GROSSETO – Benito Bromo era un giovane insegnate delle scuole medie quando Grosseto fu colpita dall’alluvione, il 4 novembre del 1966. È lui stesso a raccontare quella giornata, l’inizio, quasi normale, e il rocambolesco ritorno a casa su vari mezzi di fortuna.
Ecco il suo racconto:
Quella mattina di novembre mi recai a Campagnatico sede della scuola media dove insegnavo. Nel pomeriggio si teneva un consiglio di classe. Poiché l’Ombrone, ingrossato dalle abbondanti piogge, minacciava di uscire dagli argini, suggerii ai miei colleghi di sveltire la riunione perché, dissi loro, “l’Ombrone faceva paura”.
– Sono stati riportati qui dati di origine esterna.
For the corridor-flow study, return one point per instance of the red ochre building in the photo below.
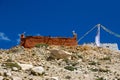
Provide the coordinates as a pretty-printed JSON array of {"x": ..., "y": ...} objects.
[{"x": 32, "y": 41}]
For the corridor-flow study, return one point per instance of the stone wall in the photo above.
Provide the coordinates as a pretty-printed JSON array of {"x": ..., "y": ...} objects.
[{"x": 31, "y": 41}]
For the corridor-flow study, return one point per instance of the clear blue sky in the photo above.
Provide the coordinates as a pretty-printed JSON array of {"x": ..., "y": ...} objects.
[{"x": 57, "y": 18}]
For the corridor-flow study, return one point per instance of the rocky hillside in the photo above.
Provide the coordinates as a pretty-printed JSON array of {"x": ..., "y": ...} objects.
[{"x": 45, "y": 62}]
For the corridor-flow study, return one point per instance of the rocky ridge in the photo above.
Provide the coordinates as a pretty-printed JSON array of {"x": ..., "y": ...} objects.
[{"x": 83, "y": 62}]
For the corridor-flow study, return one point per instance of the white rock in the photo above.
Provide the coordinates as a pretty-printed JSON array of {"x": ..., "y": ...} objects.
[
  {"x": 25, "y": 66},
  {"x": 60, "y": 54},
  {"x": 1, "y": 77},
  {"x": 54, "y": 78},
  {"x": 8, "y": 73},
  {"x": 38, "y": 70},
  {"x": 16, "y": 78},
  {"x": 15, "y": 69}
]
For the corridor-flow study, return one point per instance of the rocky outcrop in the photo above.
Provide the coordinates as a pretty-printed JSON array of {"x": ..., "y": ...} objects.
[{"x": 85, "y": 63}]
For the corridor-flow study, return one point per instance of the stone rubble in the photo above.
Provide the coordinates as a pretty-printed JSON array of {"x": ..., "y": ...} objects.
[{"x": 59, "y": 63}]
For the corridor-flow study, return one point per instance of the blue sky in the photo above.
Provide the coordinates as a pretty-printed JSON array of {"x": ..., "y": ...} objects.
[{"x": 57, "y": 18}]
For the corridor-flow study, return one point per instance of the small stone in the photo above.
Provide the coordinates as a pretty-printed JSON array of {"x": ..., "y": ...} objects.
[
  {"x": 8, "y": 73},
  {"x": 25, "y": 66},
  {"x": 38, "y": 70},
  {"x": 54, "y": 78},
  {"x": 15, "y": 69},
  {"x": 16, "y": 78},
  {"x": 1, "y": 77}
]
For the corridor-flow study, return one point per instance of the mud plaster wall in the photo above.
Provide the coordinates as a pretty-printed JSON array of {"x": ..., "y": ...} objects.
[{"x": 31, "y": 41}]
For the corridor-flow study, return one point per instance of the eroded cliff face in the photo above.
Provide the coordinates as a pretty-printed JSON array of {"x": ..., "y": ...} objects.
[
  {"x": 83, "y": 62},
  {"x": 31, "y": 41}
]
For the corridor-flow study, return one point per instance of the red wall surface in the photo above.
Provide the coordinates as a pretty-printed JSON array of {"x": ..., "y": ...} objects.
[{"x": 31, "y": 41}]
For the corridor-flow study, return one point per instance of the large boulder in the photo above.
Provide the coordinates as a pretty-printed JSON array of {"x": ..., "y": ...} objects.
[
  {"x": 37, "y": 70},
  {"x": 59, "y": 54},
  {"x": 25, "y": 66},
  {"x": 16, "y": 78}
]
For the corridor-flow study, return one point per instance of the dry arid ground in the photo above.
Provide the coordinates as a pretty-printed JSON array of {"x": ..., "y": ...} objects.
[{"x": 45, "y": 62}]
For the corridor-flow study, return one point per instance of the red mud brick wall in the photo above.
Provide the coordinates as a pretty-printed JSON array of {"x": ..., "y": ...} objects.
[{"x": 31, "y": 41}]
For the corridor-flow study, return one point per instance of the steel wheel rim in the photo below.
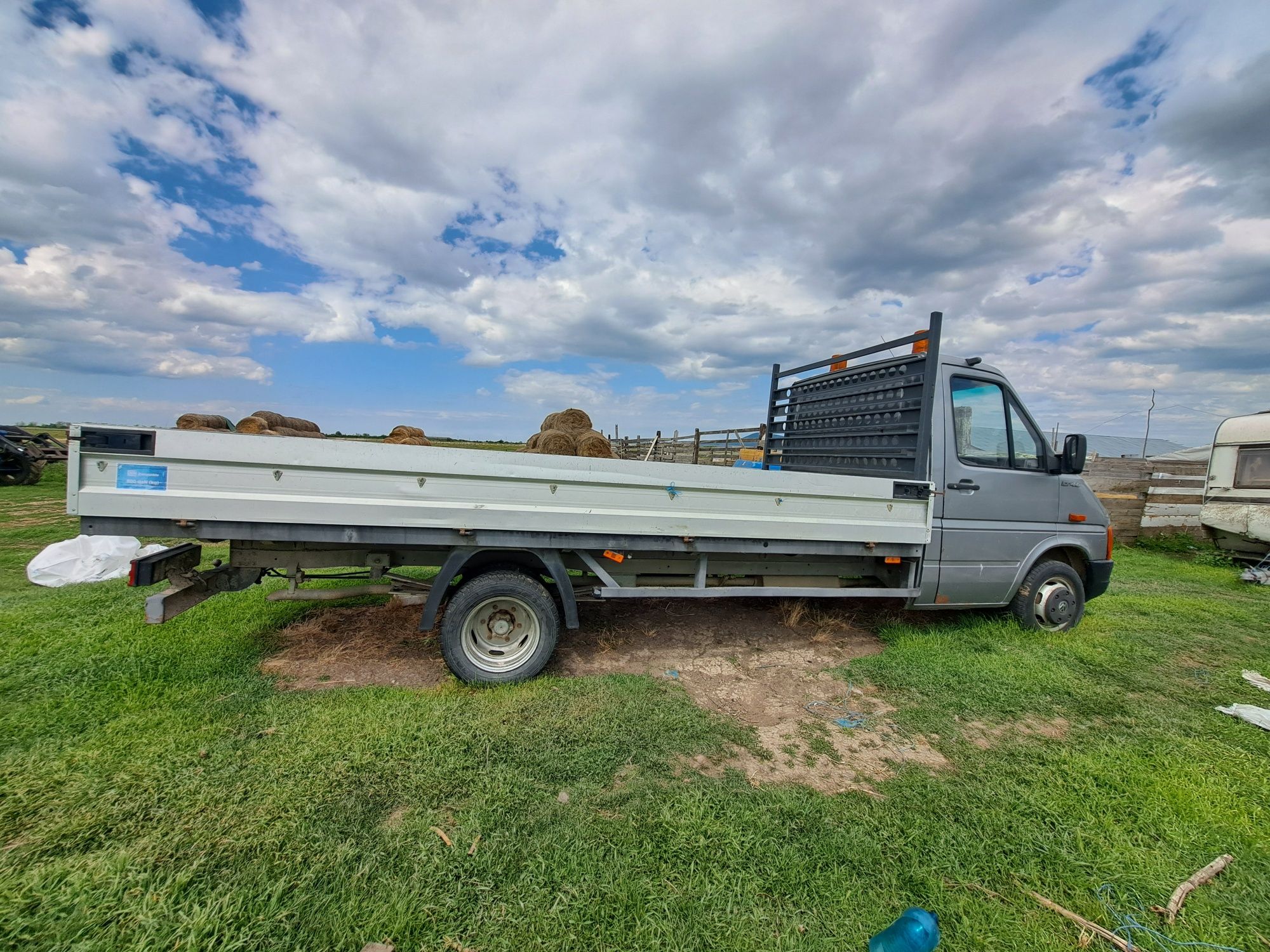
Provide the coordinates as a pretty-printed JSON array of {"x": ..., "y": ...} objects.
[
  {"x": 1043, "y": 592},
  {"x": 501, "y": 634}
]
Al termine partii subito e con l’auto mi avviai verso Grosseto. Purtroppo, giunto ad una curva della strada che portava a Batignano, mi imbattei in una grande pozza d’acqua che bloccò la mia auto in mezzo alla strada.
Fu provvidenziale l’intervento di una pattuglia dei carabinieri. Con la loro auto mi trainarono fino ad un luogo sicuro dove poter lasciare il mezzo in panne. Grazie alla disponibile delle forze dell’ordine riuscii a raggiungere il bar di Batignano. Nel locale avevano trovato rifugio moltissime persone bisognose di riparo e di indumenti asciutti.
Ricordo che essendo arrivato tra gli ultimi non mi rimase altro che riscaldarmi con una bevanda calda consumata in piedi, addossato alla macchina del caffè il cui tepore mi dava un certo sollievo. Trascorsi la notte al riparo dalla pioggia, ma con i vestiti umidi, in condizioni psicologiche devastanti, anche dovute all’impossibilità di comunicare con la mia famiglia che non aveva mie notizie dal giorno precedente.
Nel pomeriggio riuscii a trovare un passaggio per Grosseto. Dopo pochi chilometri venimmo bloccati da un fiume d’acqua che attraversava la strada. Le auto 500 riuscivano ad avanzare, e approfittai di un passaggio per proseguire. Pensavo di essere ormai prossimo alla meta, ma giunto a Grosseto in piazza Volturno trovai un grande lago. L’acqua si frapponeva ancora tra me e la mia casa.
Con un canotto dei Vigili del fuoco, in continuo servizio di soccorso, raggiungevo l’inizio di via Oberdan e da lì, con un mio conoscente, occasionale compagno d’avventura/disavventura, che necessitava di ospitalità, proseguimmo a piedi verso casa di mia sorella. Finalmente qualcuno della mia famiglia poteva vedermi!
La mattina del terzo giorno non avendo ancora potuto dare mie notizie agli altri miei familiari salii sull’argine della ferrovia dove, in mezzo ad altre persone, gesticolando, riuscii a farmi notare da mio fratello e mia madre che abitavano in via Brigate Partigiane, zona in cui l’acqua era salita quasi a 4 metri di altezza.
La sera tardi riuscii, con stivaloni ai piedi, a raggiungere la mia abitazione. Potete capire la gioia soprattutto di mia madre.
Voglio chiudere questi ricordi con una nota importante: sono vivo grazie ad un’indicazione fatalmente non recepita. Prima di arrivare alla mia abitazione avevo incontrato delle persone che mi avevano indicato un percorso sicuro, in quanto l’acqua fangosa ed alta non permetteva di vedere il fondo stradale. Non avendo ben compreso ho seguito un altro percorso: se fossi passato nel luogo indicato sarei sprofondato in una grande buca che si era improvvisamente formata.